C’est vrai qu’en même temps c’est sa turvoi, pas la nôtre. S’il ne poucave pas, si ça se trouve
on ne risque rien. Et vu que Chivas n’est pas une donneuse… Je ne dois pas penser à cette
alternative, sinon l’adrèn’ va retomber. Putain, elle retombe ! Elle remonte aussi sec : sur le
bord de la route, un mec à poil agite ses bras en hurlant « aux secours ».
*
Quand Chivas s’arrête devant le feukeu, je lis du soulagement sur la ganache du chmit. Son
expression disparait rectdi quand il se rend compte qu’il s’agit de nous, les mêmes qui
hésitaient à le plomber ou à l’enterrer vivant. Il prend une tronche terrorisée et se met à
détaler comme un lapin. Putain, il fait chier ce condé ! Il ne peut pas comprendre qu’on risque
de se retrouver en calèche si on ne le fume pas.
Chivas n’attend pas trois plombes pour réagir. Il tape un grand coup d’accélérateur et lui
fonce dessus. Il l’explose, l’écrase et hop, galette de flicaille sur le goudron ! On tèje un coup
d’œil pour vérifier qu’il n’est plus utile pour la société et on se natchave. Deuxième
macchabée sur le dos, mais celui-ci est le bon.
On gueule un genre de « hip hip hip houra » mais en mieux, pas un truc qui fait tièpe. Enfin,
nous voilà débarrassés de cette guigne. Une chatte de dingue qu’il se soit retrouvé sur notre
route. Ma parole, dieu existe ! Cimer mon pote, tu serais humain que je te payerais une
bouche au bois de Boubou.
— Il s’est passé quoi ? veut savoir ma frelonne, du coffre de la gova.
— Il s’passe qu’on t’pisse à la gueule ! je lui réponds.
Les srabs explosent de rire, ma frangine tente un coup de sionpré :
— Vous êtes tous morts, bande d’enculés !
— C’est ça, et ta chatte elle chlingue le calendos !
Des barres ! Il faudra quand même qu’on sache ce qu’on fait de cette traînée. C’est bien de
golri mais ma reusse est un boulet. On verra ça plus tard, on a un dernier truc à régler. Voir ce
que Lakhdar nous voulait.
*
Chivas s’arrête à l’endroit où on a laissé Lakhdar et on dégage de la caisse. Putain, la tire a
pris cher ! Si on me demandait à quoi elle ressemble, je répondrais à une turvoi qui a roulé sur
quelqu’un. Du sang a séché sur la carrosserie. C’est sans compter l’intérieur cuir à la déco
gerbe et foutre. Chivas n’avait pourtant rien demandé. Mesquine !
Ma frangine donne des coups dans le coffre, on préfère ne pas la calculer. Mon phonetel
vibre. Un SMS du Black Rabbit « Je v me couché, tu ma soulé, appel dem1 quan on poura
parlé ». Ouais, je pense aussi que c’est mieux comme ça.
Malo Kid siffle, Lakhdar rapplique quelques secondes plus tard avec sa tête de bouffon.

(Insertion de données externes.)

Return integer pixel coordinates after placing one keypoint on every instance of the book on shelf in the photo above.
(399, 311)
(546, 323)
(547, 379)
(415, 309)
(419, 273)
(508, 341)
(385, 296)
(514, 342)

Chivas, pressé d’en finir avec cette nuit de merde, l’agresse direct d’une tarte dans la gueule :
— Bon, c’est quoi l’blème maintenant ? Qu’est-c’que t’as encore foutu, pauvre connard ?
Lakhdar protège son visage pour éviter de s’en manger une autre :
— Arrête de m’péta ! Y a pas d’blème, au contraire, vous allez kiffer !
Chivas arrête de le tarter, on hallucine. Lakhdar a une bonne nouvelle ! Lakhdar a une bonne
nouvelle ! C’est la pleine lune ou quoi ? La pression redescend, Lakhdar tape une face de mec
fier de lui, une pose à la Guevara.
— Suivez-moi, vous allez kiffer ! il nous fait.
Il parle comme un mec qui vient de découvrir une valoche pleine de chnouf. Il nous traîne
dans les bois, à une cinquantaine de mètres de la turvoi.
— Bon alors quoi ? s’impatiente Malo Kid.
— Ça ! répond Lakhdar en pointant du doigt une forme humaine allongée par terre.
Je commence à balise, j’imagine que les autres aussi. On se rapproche du macchabée ou du
dormeur. Un macchabée ! Son crâne est à moitié fendu et du sang coule sur ses sapes. C’est
quoi, ce bordel ? Lakhdar golri, tout content de son trophée :
— Je l’ai retrouvé, il pissait contre un arbre ! On dit quoi à tonton Lakhdar ? On dit merc…
— …C’est censé être qui ? l’interrompt Chivas.
— Bah le keuf de tout à l’heure !
Je téma Lakhdar :
— Le keuf de tout à l’heure, il était à poil et on vient de l’méfu. Et c’type-là, il n’a pas des
sapes de keuf.
Lakhdar arrête de se marrer. Avec Malo Kid et Chivas, on lui démonte la gueule.